Most of the interior and exterior designs on the 1971 Ford Mustang were largely influenced by General Motor design cues, adding a different feel to the car as well. Performance in 1971 still existed, with the Mach 1 and Boss 351 editions, though the Boss 351 was canceled mid-year. This was the last year for Big Block V-8s in Mustangs. A convertible Mustang still existed, though was unpopular with customers. Sales dropped to just below 150,000 for 1971.
As the government continued to enforce stricter fuel economy standards across all manufacturers, performance continued to suffer for most of 1971 compared to previous model years, all while the car continued to get heavier.

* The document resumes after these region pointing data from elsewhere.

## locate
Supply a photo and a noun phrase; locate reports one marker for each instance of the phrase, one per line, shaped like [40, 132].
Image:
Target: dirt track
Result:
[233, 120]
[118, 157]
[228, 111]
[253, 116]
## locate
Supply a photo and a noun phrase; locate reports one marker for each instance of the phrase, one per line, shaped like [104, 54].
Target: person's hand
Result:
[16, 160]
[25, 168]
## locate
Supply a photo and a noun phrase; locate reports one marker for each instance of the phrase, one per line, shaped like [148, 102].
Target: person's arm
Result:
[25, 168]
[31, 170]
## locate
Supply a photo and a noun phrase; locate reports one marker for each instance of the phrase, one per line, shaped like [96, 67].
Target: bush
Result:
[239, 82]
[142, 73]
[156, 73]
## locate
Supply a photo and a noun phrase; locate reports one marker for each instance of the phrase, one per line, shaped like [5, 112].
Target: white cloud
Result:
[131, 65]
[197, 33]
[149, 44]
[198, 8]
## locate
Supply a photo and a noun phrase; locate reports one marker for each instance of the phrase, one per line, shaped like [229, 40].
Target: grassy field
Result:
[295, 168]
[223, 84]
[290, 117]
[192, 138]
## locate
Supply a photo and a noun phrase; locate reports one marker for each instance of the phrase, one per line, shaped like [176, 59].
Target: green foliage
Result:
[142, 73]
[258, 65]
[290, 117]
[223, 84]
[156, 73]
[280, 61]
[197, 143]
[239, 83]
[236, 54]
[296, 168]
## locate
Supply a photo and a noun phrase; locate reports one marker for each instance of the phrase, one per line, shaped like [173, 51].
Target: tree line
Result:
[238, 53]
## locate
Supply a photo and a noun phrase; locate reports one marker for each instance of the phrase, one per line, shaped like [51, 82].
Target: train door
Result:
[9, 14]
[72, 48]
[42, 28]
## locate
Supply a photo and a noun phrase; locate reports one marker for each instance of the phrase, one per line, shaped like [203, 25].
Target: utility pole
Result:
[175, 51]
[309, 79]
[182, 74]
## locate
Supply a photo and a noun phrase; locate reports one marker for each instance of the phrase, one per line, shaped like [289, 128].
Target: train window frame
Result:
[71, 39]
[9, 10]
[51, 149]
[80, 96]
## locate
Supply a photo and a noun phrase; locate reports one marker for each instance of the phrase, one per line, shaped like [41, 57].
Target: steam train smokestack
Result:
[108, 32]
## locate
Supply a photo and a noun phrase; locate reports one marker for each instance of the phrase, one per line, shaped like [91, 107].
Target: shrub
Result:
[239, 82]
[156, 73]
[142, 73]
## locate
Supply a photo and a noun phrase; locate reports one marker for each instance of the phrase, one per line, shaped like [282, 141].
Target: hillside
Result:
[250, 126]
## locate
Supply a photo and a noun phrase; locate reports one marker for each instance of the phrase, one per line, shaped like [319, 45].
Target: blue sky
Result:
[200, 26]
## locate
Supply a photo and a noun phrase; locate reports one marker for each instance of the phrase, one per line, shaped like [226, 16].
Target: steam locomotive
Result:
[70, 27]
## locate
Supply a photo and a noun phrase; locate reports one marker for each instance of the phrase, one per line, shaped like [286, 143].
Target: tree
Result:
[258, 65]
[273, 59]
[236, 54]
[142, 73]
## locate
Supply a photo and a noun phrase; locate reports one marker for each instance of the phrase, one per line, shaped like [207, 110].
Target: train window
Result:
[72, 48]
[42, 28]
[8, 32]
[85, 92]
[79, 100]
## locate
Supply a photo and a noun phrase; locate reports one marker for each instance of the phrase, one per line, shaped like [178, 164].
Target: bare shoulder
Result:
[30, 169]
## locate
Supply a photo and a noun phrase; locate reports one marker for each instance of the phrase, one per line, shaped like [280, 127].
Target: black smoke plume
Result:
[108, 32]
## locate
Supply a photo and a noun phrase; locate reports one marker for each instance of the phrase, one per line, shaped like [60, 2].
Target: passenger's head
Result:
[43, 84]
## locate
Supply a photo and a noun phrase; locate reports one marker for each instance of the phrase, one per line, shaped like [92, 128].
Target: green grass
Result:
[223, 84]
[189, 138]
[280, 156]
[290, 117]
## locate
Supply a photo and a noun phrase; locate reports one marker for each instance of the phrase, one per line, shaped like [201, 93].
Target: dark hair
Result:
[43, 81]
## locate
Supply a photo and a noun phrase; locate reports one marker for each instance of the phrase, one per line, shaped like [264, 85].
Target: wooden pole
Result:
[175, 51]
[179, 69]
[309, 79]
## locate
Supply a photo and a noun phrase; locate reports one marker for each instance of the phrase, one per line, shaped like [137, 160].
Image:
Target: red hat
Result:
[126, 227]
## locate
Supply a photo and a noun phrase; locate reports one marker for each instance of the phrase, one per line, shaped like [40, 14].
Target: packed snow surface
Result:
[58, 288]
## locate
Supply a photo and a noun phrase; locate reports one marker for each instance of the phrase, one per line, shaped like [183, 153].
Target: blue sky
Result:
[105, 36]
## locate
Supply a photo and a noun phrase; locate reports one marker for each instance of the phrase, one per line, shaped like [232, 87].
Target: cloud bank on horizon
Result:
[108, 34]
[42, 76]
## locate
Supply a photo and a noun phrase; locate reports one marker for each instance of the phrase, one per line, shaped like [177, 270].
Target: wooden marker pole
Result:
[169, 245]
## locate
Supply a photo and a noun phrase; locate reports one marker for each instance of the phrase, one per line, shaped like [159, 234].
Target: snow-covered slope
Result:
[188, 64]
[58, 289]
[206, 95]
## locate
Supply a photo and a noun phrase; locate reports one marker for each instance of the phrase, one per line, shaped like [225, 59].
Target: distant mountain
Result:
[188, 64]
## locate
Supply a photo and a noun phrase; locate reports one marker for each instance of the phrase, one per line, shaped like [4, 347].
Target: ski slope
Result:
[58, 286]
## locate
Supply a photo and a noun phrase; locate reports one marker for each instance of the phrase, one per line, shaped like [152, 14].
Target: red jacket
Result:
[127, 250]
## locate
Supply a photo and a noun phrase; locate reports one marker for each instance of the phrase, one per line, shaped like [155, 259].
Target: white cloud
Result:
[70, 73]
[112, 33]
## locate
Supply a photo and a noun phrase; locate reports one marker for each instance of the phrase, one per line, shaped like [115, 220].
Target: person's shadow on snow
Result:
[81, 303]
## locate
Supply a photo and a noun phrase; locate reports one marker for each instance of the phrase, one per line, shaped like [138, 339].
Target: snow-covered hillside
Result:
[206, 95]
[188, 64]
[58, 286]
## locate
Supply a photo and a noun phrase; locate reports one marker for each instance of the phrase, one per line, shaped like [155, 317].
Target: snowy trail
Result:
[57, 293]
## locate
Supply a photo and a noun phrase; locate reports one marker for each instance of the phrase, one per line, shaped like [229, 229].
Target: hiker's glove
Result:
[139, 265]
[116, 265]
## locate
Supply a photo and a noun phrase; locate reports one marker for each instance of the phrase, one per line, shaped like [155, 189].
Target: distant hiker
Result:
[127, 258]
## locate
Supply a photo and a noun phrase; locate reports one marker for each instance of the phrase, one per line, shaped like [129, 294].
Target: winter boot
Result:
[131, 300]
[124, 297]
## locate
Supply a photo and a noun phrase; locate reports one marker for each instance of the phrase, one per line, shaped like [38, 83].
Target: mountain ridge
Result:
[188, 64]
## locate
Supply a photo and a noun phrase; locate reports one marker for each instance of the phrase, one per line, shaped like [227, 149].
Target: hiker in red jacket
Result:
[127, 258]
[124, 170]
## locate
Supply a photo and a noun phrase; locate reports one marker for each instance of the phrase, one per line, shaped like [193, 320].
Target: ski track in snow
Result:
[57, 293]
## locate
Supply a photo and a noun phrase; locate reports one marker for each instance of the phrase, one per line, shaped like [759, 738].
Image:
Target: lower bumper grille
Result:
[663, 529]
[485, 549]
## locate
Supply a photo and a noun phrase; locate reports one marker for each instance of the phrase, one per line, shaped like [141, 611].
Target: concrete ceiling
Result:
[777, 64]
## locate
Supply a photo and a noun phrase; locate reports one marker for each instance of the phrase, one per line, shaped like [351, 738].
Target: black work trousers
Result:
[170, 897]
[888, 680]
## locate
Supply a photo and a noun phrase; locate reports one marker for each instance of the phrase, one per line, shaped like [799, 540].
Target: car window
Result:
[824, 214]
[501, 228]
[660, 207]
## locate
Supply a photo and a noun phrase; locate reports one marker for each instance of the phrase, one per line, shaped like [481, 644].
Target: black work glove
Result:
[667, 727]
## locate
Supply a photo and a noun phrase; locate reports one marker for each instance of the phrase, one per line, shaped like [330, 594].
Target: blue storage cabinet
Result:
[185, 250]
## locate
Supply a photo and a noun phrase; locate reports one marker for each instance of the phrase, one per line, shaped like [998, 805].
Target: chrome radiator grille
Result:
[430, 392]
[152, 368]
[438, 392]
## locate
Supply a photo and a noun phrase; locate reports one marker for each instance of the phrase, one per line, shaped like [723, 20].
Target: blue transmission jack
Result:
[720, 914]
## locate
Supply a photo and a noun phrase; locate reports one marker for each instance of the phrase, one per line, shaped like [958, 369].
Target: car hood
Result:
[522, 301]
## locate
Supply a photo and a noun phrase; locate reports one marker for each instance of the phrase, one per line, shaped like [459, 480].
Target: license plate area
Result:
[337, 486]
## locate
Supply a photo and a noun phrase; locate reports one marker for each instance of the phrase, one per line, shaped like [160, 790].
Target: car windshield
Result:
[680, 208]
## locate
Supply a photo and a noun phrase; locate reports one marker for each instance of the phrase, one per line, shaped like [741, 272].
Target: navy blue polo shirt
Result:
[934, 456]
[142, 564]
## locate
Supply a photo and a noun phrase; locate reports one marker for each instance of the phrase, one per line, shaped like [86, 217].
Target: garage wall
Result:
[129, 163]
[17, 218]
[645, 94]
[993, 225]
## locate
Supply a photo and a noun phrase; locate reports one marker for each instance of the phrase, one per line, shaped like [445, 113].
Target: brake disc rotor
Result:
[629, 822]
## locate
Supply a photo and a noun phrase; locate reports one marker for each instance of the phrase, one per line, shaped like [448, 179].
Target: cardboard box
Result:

The Ford Mustang remained unchanged from 1971 to 1972. All in all, performance dropped significantly. Several reviewers noted that the new 1972 Ford Mustang still ended up performing decently. A handful of minor revisions to trim and features, sales continued to drop for the 1972 model year, ending up hitting a new low of 125,813.
1973 announced the last year for this design. Overall sales ended up being just below 135,000, which was a little higher than the previous year. The movie 'Gone in 60 Seconds' also made an icon out of a 1973 Mach 1 Mustang nicknamed 'Eleanor' and popularized many 1973 Ford Mustangs.
Other changes to the 1973 Ford Mustang emphasized safety. Along with the new front bumper, new upholstery and several other minor interior modifications were made in order to comply with federal safety requirements. These additions didn't effect the cost of these 1973 Mustang parts drastically, which allowed the popular muscle car to still remain affordable to the masses.
Performance changes in 1973 had negative feedbcak. The federal government steadily continued to clamp down on high polluting engines, like many that were under the hood of this Mustang. While these tweaks negatively impacted performance.